On 28 April 1937 the first commercial flight across the Pacific is made as a Pan-American Boeing 314 Clipper seaplane arrives in Hong Kong
Boeing 314 Clipper. Photo Boeing Aircraft / United States Library of Congress
The Boeing 314 Clipper was a long-range flying boat produced by the Boeing Airplane Company between 1938 and 1941. One of the largest aircraft of the time, it used the massive wing of Boeing's earlier XB-15 bomber prototype to achieve the range necessary for flights across the Atlantic and Pacific Oceans. Twelve Clippers were built; nine were brought into service for Pan Am and later transferred to the U.S. military. The remaining three were sold to British Overseas Airways Corporation (BOAC) by Pan Am and delivered in early 1941. (BOAC's 3 Short S.26 transoceanic flying-boats had been requisitioned by the RAF).
Photo Casablanca Museum
Pan Am's "Clippers" were built for "one-class" luxury air travel, a necessity given the long duration of transoceanic flights. The seats could be converted into 36 bunks for overnight accommodation; with a cruising speed of 188 miles per hour (303 km/h) (typically flights at maximum gross weight were flown at 155 miles per hour (249 km/h)) in 1940 Pan Am's schedule San Francisco to Honolulu was 19 hours. The 314s had a lounge and dining area, and the galleys were crewed by chefs from four-star hotels.

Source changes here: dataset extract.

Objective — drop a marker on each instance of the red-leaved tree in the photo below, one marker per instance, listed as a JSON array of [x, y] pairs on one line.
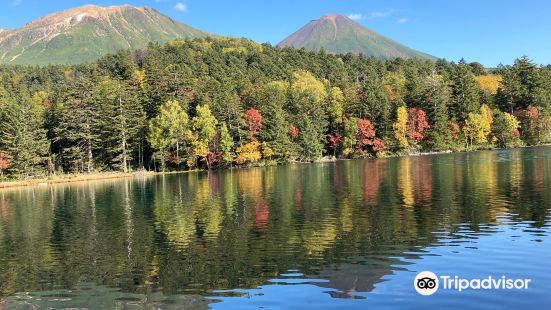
[[293, 132], [254, 122], [334, 141], [4, 162], [416, 125], [365, 135], [454, 129]]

Men and women were provided with separate dressing rooms, and white-coated stewards served five and six-course meals with gleaming silver service. The standard of luxury on Pan American's Boeing 314s has rarely been matched on heavier-than-air transport since then; they were a form of travel for the super-rich, priced at $675 return from New York to Southampton (comparable to a round trip aboard Concorde in 2006).
Photo United States Library of Congress
The last Pan Am 314 to be retired, the California Clipper NC18602, in 1946, had accumulated more than a million flight miles.[17] Of the 12 Boeing 314 Clippers built three were lost to accidents, although only one of those resulted in fatalities: 24 passengers and crew aboard the Yankee Clipper NC18603 lost their lives in a landing accident at Cabo Ruivo Seaplane Base, in Lisbon, Portugal on 22 February 1943.